What are the key research gaps and future directions for PC1_0431 studies?

Current knowledge gaps surrounding PC1_0431 present several key research opportunities:

• Functional characterization: The fundamental biological function of PC1_0431 and UPF0114 family proteins remains largely unknown, representing a primary research opportunity.

• Structural determination: High-resolution structural data would significantly advance understanding of function and guide rational experimental design.

• Expression regulation: Understanding how PC1_0431 expression responds to environmental conditions and host factors would provide insights into its biological context.

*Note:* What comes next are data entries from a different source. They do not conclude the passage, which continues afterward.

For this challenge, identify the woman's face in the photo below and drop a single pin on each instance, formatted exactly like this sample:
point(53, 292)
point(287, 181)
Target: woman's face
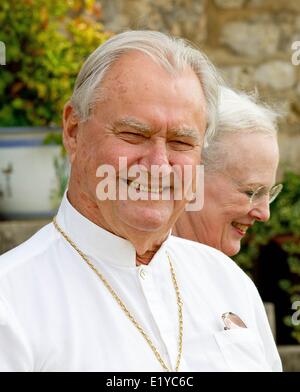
point(251, 162)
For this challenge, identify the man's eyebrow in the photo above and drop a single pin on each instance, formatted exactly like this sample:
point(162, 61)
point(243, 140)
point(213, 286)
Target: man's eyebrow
point(147, 130)
point(135, 124)
point(186, 132)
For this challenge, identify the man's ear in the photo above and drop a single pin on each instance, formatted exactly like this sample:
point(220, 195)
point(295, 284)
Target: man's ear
point(70, 130)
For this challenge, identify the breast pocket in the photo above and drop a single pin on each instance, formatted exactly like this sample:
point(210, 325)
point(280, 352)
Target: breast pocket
point(242, 350)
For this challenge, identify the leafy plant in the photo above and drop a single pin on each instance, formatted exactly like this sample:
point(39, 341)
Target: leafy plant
point(46, 43)
point(283, 225)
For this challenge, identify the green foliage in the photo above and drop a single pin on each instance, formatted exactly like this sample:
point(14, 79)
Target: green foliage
point(46, 43)
point(284, 225)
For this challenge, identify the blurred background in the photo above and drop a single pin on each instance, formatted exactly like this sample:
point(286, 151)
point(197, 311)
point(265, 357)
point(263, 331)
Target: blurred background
point(254, 45)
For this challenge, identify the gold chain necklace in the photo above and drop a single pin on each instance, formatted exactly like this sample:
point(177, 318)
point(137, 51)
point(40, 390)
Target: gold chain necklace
point(126, 311)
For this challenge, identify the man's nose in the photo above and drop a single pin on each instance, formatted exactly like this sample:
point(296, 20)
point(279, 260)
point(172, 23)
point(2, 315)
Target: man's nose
point(157, 156)
point(260, 211)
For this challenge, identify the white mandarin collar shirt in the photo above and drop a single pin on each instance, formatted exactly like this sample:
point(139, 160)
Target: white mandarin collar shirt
point(57, 315)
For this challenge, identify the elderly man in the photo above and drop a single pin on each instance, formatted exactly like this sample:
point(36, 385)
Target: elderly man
point(105, 287)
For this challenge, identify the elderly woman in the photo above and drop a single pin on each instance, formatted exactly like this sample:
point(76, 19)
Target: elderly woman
point(240, 170)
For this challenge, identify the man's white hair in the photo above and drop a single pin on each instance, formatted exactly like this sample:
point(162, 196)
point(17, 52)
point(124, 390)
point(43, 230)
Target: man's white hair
point(173, 54)
point(238, 113)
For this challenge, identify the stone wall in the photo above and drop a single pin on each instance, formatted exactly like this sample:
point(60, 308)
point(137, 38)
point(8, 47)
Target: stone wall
point(248, 40)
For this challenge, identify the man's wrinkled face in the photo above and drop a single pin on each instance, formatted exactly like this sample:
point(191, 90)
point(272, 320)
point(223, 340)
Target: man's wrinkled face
point(149, 117)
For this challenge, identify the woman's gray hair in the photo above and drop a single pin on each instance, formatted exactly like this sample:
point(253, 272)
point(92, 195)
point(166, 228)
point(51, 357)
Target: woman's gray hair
point(238, 113)
point(174, 54)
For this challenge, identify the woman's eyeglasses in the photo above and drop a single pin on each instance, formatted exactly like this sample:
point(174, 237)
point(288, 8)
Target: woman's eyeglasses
point(261, 192)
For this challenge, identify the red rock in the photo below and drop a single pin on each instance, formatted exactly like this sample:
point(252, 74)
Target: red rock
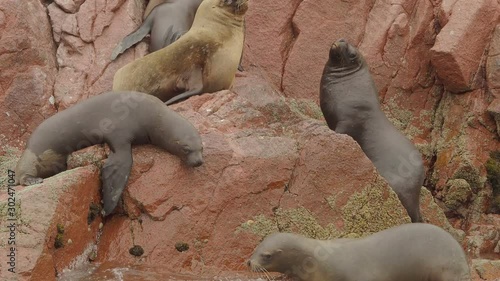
point(28, 69)
point(493, 64)
point(445, 10)
point(485, 270)
point(265, 154)
point(63, 199)
point(321, 23)
point(69, 6)
point(269, 36)
point(460, 45)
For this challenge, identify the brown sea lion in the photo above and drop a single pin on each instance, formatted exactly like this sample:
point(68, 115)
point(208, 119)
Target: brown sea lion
point(349, 102)
point(409, 252)
point(204, 60)
point(167, 22)
point(119, 119)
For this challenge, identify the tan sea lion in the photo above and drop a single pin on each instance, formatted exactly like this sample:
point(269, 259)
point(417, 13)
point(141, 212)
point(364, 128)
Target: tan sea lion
point(409, 252)
point(167, 22)
point(349, 102)
point(204, 60)
point(119, 119)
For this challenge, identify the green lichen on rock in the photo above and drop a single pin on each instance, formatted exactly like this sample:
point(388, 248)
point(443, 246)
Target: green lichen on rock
point(493, 176)
point(369, 211)
point(458, 192)
point(296, 220)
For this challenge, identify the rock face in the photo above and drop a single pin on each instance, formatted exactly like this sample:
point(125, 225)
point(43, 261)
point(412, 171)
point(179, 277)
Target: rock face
point(270, 161)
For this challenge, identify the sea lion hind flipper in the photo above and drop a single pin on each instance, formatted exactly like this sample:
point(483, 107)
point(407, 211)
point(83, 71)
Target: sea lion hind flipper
point(133, 38)
point(175, 36)
point(114, 175)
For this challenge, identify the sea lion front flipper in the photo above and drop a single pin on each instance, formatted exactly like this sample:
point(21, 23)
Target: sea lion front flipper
point(240, 67)
point(31, 180)
point(174, 36)
point(114, 175)
point(194, 87)
point(134, 37)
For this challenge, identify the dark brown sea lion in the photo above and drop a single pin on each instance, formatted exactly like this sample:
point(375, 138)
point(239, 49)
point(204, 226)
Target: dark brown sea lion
point(119, 119)
point(167, 22)
point(204, 60)
point(349, 102)
point(410, 252)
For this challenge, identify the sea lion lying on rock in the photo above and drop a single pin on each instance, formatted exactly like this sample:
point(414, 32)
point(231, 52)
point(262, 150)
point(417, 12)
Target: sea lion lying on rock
point(204, 60)
point(410, 252)
point(119, 119)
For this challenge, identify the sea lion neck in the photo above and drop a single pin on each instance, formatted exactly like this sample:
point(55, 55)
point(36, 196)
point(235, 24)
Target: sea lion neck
point(334, 74)
point(210, 12)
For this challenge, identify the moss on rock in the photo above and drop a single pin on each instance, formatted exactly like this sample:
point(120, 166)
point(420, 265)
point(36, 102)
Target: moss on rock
point(458, 192)
point(369, 211)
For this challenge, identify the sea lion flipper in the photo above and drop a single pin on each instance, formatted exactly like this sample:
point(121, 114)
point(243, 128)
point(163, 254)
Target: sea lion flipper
point(175, 36)
point(114, 175)
point(194, 87)
point(134, 37)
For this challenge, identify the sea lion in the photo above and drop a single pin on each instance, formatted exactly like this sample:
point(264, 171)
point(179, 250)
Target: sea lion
point(119, 119)
point(167, 22)
point(204, 60)
point(349, 102)
point(409, 252)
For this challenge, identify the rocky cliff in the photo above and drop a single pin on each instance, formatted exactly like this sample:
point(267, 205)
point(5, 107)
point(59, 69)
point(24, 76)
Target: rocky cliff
point(271, 163)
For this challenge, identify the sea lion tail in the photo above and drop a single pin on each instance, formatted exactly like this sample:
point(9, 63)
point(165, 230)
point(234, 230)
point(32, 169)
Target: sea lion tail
point(114, 175)
point(134, 37)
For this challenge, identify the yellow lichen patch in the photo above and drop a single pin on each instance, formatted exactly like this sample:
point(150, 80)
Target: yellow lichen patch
point(373, 209)
point(296, 220)
point(301, 220)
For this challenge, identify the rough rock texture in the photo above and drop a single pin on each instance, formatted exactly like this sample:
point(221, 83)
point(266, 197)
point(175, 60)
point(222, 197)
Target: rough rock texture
point(265, 141)
point(62, 200)
point(461, 44)
point(28, 69)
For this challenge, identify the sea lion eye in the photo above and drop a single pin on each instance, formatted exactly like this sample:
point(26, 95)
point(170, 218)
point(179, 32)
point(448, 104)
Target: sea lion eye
point(266, 256)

• Role in pathogenicity: Determining whether PC1_0431 contributes to virulence requires systematic investigation through gene knockout and phenotypic analysis.

• Interaction network: Identifying the protein interaction partners would place PC1_0431 in the broader cellular context of Pectobacterium biology.

Future research directions should employ interdisciplinary approaches combining genomics, proteomics, structural biology, and pathogenicity testing. The comparative approach between in vitro and in vivo conditions, as demonstrated in previous Pectobacterium studies , provides a powerful framework for understanding the authentic biological roles of PC1_0431 during host interaction.